Three actors — CFO, COO, CTO — all depend on one class. A change requested by one actor silently breaks the logic used by another.

Bad

class Employee:
    def calculate_pay(self) -> float:   # owned by CFO
        hours = self._regular_hours()
        return hours * self.hourly_rate

    def report_hours(self) -> float:    # owned by COO
        hours = self._regular_hours()   # reuses same helper — coupling!
        return hours

    def save(self) -> None:             # owned by CTO / DBA
        db.save(self)

    def _regular_hours(self) -> float:  # shared — dangerous
        return self.total_hours - self.overtime_hours
class Employee {
  calculatePay(): number {          // CFO's concern
    return this.regularHours() * this.hourlyRate;
  }

  reportHours(): number {           // COO's concern
    return this.regularHours();     // accidental coupling!
  }

  save(): void {                    // CTO's concern
    db.save(this);
  }

  private regularHours(): number {  // shared — fragile
    return this.totalHours - this.overtimeHours;
  }
}

The solution

Three separate classes, one actor each.
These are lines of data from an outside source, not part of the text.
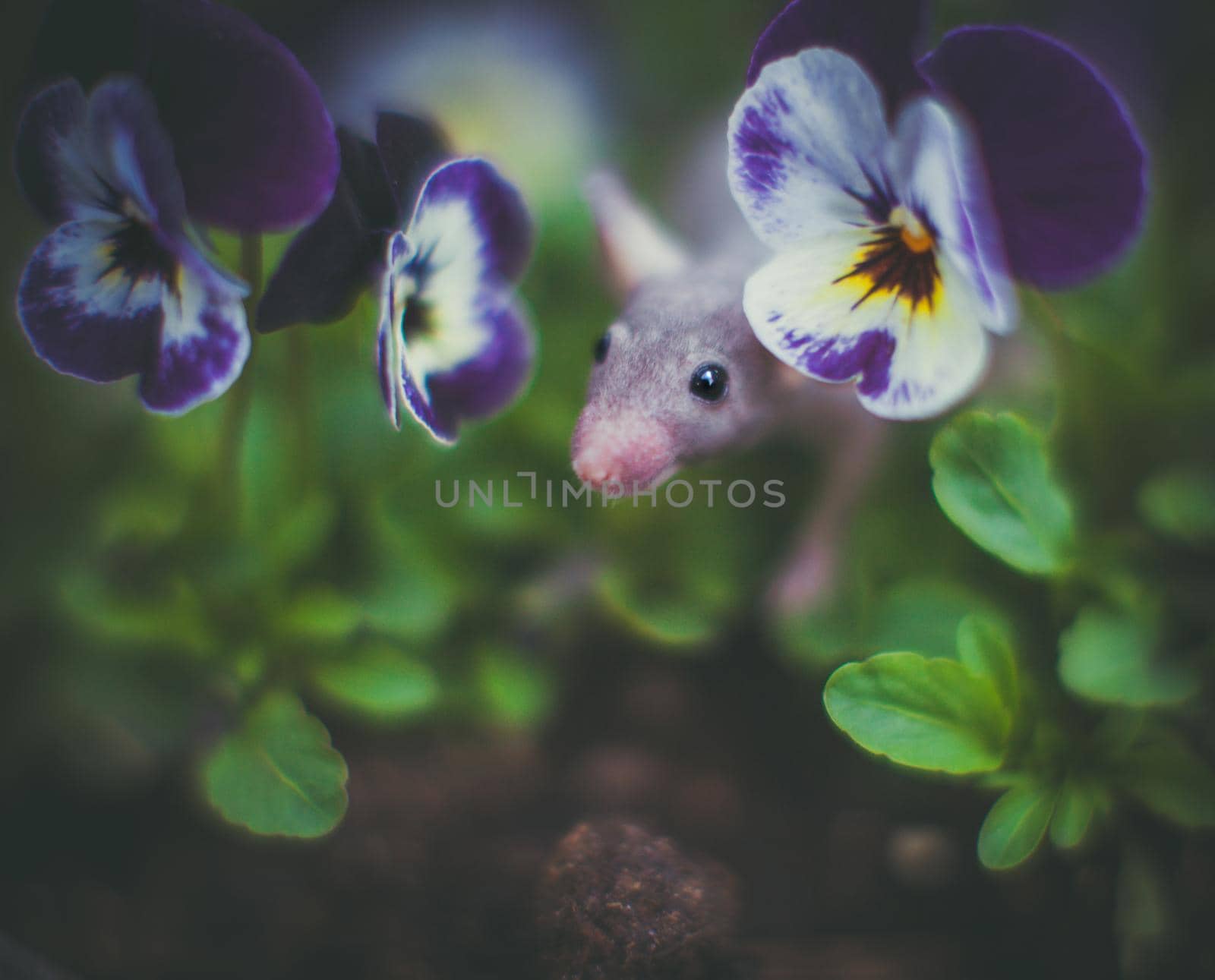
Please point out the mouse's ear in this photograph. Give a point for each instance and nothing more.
(636, 245)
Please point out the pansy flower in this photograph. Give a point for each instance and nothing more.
(200, 118)
(904, 198)
(119, 288)
(340, 255)
(254, 142)
(443, 242)
(453, 342)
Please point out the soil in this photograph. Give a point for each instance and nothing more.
(796, 856)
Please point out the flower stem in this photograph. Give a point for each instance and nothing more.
(299, 399)
(241, 397)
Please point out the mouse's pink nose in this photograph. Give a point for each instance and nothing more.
(627, 451)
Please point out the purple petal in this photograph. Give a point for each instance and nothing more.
(80, 320)
(882, 36)
(254, 142)
(939, 172)
(80, 159)
(48, 169)
(419, 406)
(468, 214)
(411, 150)
(133, 153)
(1067, 165)
(204, 342)
(492, 380)
(806, 147)
(333, 260)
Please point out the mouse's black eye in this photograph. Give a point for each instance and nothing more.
(708, 383)
(601, 346)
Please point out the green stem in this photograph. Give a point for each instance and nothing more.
(299, 399)
(241, 396)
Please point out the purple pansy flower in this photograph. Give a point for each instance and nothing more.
(254, 143)
(453, 342)
(901, 218)
(119, 288)
(342, 254)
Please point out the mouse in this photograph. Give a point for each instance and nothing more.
(680, 378)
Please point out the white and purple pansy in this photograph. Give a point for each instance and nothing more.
(254, 143)
(890, 265)
(453, 340)
(903, 216)
(119, 288)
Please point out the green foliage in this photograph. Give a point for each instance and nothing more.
(920, 712)
(1115, 658)
(992, 477)
(378, 684)
(986, 650)
(1075, 811)
(277, 774)
(516, 692)
(1180, 504)
(1166, 775)
(1015, 826)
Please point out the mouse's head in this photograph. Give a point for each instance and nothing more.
(680, 376)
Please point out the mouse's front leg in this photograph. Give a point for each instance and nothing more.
(811, 573)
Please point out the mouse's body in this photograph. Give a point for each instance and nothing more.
(680, 378)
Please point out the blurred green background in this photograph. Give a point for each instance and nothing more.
(169, 585)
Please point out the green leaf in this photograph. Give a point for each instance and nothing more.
(1111, 658)
(1169, 779)
(1182, 504)
(279, 773)
(993, 480)
(166, 617)
(919, 712)
(411, 603)
(667, 619)
(321, 616)
(380, 682)
(986, 650)
(923, 616)
(516, 692)
(1015, 826)
(820, 638)
(1075, 810)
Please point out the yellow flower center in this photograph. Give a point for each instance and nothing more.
(915, 236)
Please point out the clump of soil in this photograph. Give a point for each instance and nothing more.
(617, 901)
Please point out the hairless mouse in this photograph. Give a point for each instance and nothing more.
(680, 378)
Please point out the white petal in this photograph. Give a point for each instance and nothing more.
(806, 141)
(909, 360)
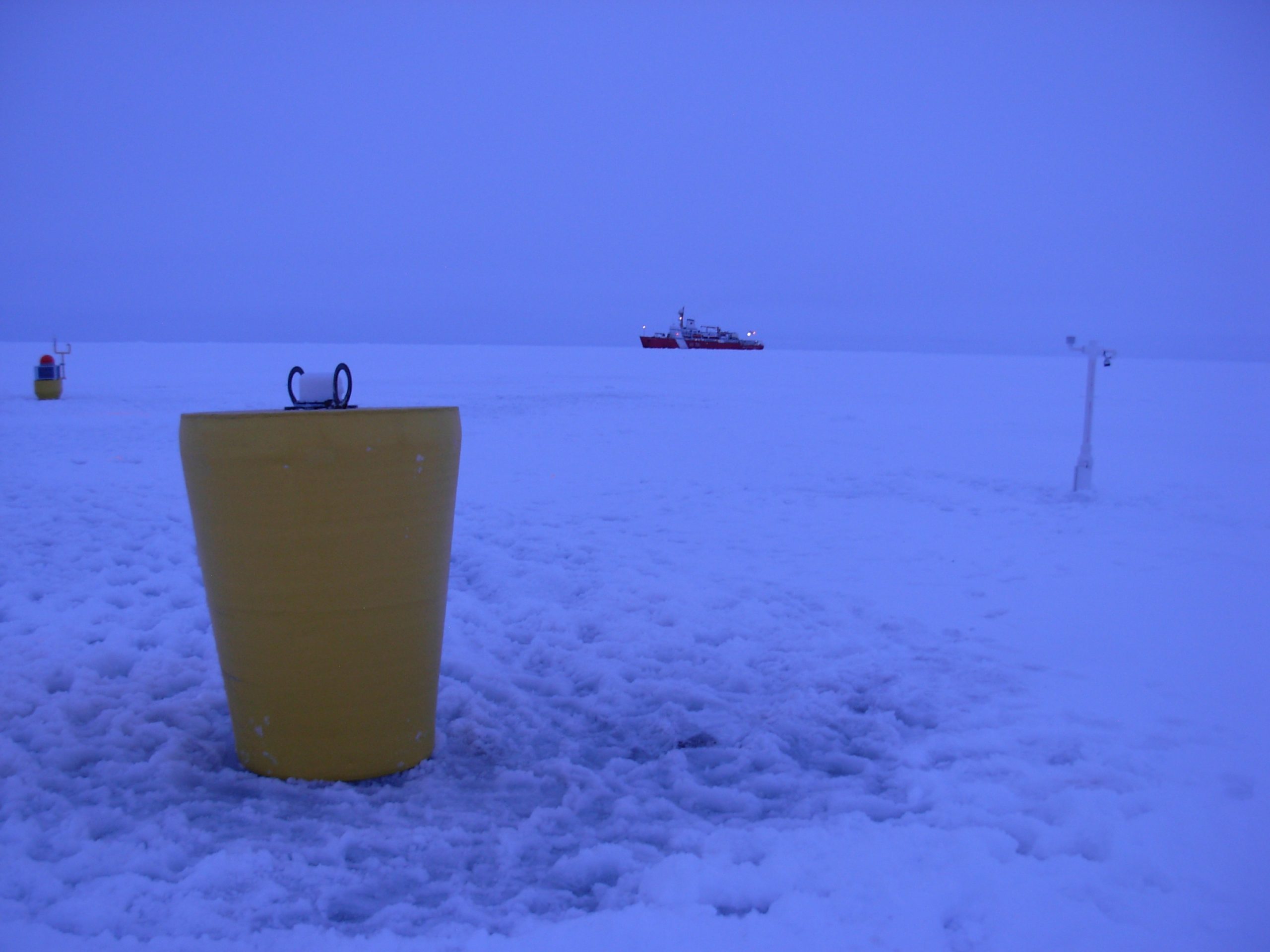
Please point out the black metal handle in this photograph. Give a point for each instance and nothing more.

The Employee data structure holds state only — it has no behavior. Each class owns its own helper logic.

Good

class Employee:
    """Data structure only — no behavior."""
    total_hours: float
    overtime_hours: float
    hourly_rate: float

class PayCalculator:          # answers to CFO
    def calculate_pay(self, emp: Employee) -> float:
        return self._regular_hours(emp) * emp.hourly_rate

    def _regular_hours(self, emp: Employee) -> float:
        return emp.total_hours - emp.overtime_hours

class HourReporter:           # answers to COO
    def report_hours(self, emp: Employee) -> float:
        return emp.total_hours  # uses its own definition

class EmployeeRepository:     # answers to CTO / DBA
    def save(self, emp: Employee) -> None:
        db.save(emp)
interface Employee {
  totalHours: number;
  overtimeHours: number;
  hourlyRate: number;
}

class PayCalculator {                        // answers to CFO
  calculatePay(emp: Employee): number {
    return this.regularHours(emp) * emp.hourlyRate;
  }
  private regularHours(emp: Employee): number {
    return emp.totalHours - emp.overtimeHours;
  }
}

class HourReporter {                         // answers to COO
  reportHours(emp: Employee): number {
    return emp.totalHours;  // owns its own definition
  }
}

class EmployeeRepository {                   // answers to CTO
  save(emp: Employee): void {
    db.save(emp);
  }
}

Key takeaway

SRP is not about doing one thing — it's about serving one actor. If two different executives can request conflicting changes to the same module, that module is violating SRP and is a ticking time bomb for accidental coupling.